502 Bad Gateway. This means the reverse proxy cannot connect to OpenClaw. Verify OpenClaw is running (docker compose ps or systemctl status openclaw). Check that it is listening on the expected port (curl http://localhost:18789). If using Docker Compose, verify both services are on the same Docker network.
WebSocket connections failing. Symptoms: the dashboard loads but real-time updates don't work, or Talk Mode fails. Verify your Nginx config includes the WebSocket headers (Upgrade, Connection). Check for intermediary proxies or CDNs (like Cloudflare) that may need WebSocket support enabled.

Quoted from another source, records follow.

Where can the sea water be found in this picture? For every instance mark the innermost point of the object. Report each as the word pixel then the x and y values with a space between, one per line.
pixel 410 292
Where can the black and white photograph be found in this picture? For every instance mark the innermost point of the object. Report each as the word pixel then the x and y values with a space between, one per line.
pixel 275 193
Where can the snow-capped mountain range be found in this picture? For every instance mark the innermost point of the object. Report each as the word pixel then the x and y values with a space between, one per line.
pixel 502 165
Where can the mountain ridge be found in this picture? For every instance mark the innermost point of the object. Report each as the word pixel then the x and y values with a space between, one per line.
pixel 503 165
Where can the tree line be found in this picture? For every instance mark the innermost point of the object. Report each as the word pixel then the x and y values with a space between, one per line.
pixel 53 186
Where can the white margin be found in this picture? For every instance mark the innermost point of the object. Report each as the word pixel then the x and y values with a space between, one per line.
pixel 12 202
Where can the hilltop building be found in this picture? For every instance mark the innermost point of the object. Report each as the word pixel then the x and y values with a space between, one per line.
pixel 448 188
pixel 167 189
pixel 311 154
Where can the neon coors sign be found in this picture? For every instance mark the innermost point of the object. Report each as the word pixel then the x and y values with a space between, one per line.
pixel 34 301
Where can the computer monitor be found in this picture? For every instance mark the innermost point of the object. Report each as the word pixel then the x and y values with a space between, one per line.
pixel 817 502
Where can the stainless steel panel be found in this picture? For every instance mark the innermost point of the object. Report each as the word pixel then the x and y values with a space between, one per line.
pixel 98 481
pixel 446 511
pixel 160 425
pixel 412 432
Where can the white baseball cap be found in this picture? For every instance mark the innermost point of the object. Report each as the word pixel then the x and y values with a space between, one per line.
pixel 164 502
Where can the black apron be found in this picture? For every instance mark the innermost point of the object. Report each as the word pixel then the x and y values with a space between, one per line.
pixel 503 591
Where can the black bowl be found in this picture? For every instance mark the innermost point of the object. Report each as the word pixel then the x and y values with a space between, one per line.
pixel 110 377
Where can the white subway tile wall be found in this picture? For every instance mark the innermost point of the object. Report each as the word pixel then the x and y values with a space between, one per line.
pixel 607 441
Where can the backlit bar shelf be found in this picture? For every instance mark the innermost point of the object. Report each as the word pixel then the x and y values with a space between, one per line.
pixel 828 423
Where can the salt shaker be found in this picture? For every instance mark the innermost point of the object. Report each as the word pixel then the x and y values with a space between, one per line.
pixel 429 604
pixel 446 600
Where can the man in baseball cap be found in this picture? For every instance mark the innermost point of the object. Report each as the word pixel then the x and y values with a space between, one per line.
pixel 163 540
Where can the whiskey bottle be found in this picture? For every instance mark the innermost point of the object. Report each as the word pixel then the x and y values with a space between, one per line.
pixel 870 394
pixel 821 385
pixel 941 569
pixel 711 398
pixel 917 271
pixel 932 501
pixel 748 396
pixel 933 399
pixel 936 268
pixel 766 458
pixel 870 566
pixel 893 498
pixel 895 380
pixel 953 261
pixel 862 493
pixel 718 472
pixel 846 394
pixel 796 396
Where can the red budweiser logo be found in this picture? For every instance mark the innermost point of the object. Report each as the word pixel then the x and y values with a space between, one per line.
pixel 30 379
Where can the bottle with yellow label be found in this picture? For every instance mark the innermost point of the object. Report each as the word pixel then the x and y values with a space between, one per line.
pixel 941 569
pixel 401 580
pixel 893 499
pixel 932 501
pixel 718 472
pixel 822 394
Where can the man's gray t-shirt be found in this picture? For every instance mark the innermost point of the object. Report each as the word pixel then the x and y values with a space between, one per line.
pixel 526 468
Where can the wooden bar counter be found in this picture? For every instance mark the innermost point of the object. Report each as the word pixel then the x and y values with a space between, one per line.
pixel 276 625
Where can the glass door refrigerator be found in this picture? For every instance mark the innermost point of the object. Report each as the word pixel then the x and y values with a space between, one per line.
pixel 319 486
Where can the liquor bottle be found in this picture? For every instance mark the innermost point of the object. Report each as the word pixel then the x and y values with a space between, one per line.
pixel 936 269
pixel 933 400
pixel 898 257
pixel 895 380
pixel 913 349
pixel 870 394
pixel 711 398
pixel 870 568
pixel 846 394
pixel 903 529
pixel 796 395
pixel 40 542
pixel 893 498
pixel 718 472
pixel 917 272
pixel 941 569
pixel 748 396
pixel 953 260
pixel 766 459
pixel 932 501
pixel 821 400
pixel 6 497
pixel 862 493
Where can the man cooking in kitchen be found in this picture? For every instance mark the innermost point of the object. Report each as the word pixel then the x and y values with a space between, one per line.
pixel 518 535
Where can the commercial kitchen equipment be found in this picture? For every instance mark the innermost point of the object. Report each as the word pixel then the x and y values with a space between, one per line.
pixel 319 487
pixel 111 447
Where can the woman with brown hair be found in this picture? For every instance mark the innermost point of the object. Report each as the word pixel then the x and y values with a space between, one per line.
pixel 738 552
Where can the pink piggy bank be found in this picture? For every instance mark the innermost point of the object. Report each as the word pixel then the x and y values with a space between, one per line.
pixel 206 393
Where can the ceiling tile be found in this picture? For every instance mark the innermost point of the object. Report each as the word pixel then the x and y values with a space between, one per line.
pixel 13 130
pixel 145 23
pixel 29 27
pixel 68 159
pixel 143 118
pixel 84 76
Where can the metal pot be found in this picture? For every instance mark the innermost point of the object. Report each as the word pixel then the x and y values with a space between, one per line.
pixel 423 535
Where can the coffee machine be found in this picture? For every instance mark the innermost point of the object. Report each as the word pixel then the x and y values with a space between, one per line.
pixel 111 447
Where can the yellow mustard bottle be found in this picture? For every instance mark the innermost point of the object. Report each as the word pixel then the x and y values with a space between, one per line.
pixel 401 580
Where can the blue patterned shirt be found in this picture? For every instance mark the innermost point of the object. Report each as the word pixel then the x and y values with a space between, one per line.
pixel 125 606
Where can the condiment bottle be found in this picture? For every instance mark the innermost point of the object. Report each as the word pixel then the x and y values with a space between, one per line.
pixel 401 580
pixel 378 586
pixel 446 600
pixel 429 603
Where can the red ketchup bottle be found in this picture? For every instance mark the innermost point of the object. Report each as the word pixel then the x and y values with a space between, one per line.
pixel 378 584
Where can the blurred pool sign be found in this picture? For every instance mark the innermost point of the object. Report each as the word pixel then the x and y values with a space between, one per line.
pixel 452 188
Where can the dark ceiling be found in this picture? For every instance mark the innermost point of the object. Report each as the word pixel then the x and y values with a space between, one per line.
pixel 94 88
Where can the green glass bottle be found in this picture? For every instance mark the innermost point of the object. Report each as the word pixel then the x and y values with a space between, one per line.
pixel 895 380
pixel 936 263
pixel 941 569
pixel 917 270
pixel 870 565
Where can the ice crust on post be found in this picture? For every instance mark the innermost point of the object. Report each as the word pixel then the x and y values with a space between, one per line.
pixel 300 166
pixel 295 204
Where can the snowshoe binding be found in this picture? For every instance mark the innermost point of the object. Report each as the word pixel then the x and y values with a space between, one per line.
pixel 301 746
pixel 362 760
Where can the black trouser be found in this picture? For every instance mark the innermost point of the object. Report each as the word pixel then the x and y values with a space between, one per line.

Mixed content warnings. If you see browser warnings about mixed HTTP/HTTPS content, ensure OpenClaw knows it is behind an HTTPS proxy. Add OPENCLAW_BASE_URL=https://agent.yourdomain.com to your .env file.
Certificate renewal fails. Certbot auto-renewal runs via a systemd timer or cron job. Check its status with sudo systemctl status certbot.timer. Common failure causes: port 80 blocked by another service during renewal, DNS records changed, or the server's IP changed without updating DNS.
Slow performance through proxy. Ensure your reverse proxy is not doing unnecessary content buffering. For Nginx, add proxy_buffering off; to the location block if you experience latency. For Caddy, this is handled automatically.